C’est là qu’intervient la science des assureurs. Afin d’assurer la stabilité et la pérennité du système, il faut que ces fonds assurantiels aient la plus grande surface possible. Pourquoi pas l’ensemble des salariés du public comme du privé ? Ainsi, on pourrait avoir un seul acteur de l’assurance santé, un seul pour l’assurance chômage un seul pour l’assurance retraite. Les synergies entre ces différents opérateurs devraient dégager de significatives marges de manœuvre financières, notamment du fait de la mutualisation des frais de gestion et de la rationalisation des offres.

On aurait toutefois un écueil à surmonter. Ce grand assureur du risque social (appelons le « sécurité sociale ») serait en situation de monopole. Le préambule de la constitution de 1946 nous imposerait alors de le nationaliser. Pourquoi pas, mais serait-ce bien responsable de faire porter à l’État l’intégralité du risque, au moment où il est déjà si endetté ? Et puis c’est connu, l’État est un piètre gestionnaire.

On ferait mieux de l’organiser sur un modèle mutualiste, où les « cotisants » seraient eux-mêmes en charge de la gestion de leur propre fonds assurantiel. Il s’assureraient que « leur argent » est géré comme il l’entendent en décidant des montants appropriés de cotisation et du niveau des prestations.
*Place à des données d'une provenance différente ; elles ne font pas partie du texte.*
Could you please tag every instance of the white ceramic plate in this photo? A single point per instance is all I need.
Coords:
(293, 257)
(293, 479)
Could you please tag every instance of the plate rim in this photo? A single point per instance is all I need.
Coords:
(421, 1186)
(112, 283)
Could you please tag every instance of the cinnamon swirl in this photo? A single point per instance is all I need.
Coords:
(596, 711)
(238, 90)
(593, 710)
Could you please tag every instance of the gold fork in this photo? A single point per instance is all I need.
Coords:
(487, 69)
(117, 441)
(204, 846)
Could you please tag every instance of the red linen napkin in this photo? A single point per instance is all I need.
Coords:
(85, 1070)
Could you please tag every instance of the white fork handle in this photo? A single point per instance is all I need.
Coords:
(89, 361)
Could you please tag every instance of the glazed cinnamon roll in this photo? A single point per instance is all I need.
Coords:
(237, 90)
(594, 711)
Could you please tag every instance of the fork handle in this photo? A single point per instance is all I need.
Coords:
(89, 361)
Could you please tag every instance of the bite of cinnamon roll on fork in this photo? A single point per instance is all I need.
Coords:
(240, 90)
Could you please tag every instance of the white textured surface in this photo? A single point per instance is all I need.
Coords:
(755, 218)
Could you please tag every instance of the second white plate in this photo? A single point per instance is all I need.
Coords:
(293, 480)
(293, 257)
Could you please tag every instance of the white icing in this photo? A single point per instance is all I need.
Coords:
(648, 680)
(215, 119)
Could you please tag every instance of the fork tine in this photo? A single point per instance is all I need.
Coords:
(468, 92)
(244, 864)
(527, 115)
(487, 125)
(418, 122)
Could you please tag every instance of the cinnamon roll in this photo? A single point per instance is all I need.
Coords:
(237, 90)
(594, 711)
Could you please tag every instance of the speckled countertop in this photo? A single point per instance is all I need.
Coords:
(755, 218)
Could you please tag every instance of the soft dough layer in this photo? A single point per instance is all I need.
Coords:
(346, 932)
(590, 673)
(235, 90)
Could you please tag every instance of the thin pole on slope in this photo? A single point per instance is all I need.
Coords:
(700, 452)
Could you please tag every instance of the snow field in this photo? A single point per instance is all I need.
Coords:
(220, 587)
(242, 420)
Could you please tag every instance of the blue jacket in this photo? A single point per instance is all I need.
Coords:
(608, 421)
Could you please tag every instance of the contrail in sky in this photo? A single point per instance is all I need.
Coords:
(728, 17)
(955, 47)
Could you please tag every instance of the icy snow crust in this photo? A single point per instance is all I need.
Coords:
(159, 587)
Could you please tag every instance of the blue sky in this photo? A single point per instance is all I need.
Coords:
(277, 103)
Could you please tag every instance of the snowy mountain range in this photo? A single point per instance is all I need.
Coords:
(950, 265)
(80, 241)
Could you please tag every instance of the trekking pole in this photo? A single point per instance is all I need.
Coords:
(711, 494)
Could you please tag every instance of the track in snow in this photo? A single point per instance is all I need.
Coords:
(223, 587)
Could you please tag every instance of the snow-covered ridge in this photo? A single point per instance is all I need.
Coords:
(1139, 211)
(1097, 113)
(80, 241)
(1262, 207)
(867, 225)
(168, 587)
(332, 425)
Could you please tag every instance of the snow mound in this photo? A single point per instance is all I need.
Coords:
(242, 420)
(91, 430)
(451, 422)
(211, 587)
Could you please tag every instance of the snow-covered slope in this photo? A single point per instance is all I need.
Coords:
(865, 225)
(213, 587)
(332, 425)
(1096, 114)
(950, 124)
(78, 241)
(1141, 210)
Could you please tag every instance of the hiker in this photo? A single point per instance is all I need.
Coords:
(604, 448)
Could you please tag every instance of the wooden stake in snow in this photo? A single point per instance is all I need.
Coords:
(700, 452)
Encore quelques points de détail. En distribuant l’intégralité du bénéfice en dividende salarié on tarit la source de toute vie économique : l’investissement capitaliste. Qu’à cela ne tienne ! Il suffit d’imposer une cotisation investissement. Une part du salaire serait prélevée à la source et reversée à un grand fonds d’investissement. Même raisonnement que pour l’assurance, il faudrait malheureusement nationaliser ce fonds en situation de monopole (qui capterait l’intégralité des fonds disponibles pour investissement). Et, même chose encore, on préférerait plutôt un modèle en autogestion afin d’éviter que l’État ne fasse n’importe quoi avec l’argent des travailleurs, comme il en a la fâcheuse habitude.

Ainsi, en poussant l’idée de Xavier Bertrand au bout, on disposerait d’une grande caisse couvrant le chômage, la retraite et la santé, en auto-gestion qu’on appellerait la « sécurité sociale ». On aurait également un grands fonds d’investissement public en autogestion. Finalement, Xavier Bertrand est d’accord avec Bernard Friot. Surprenant.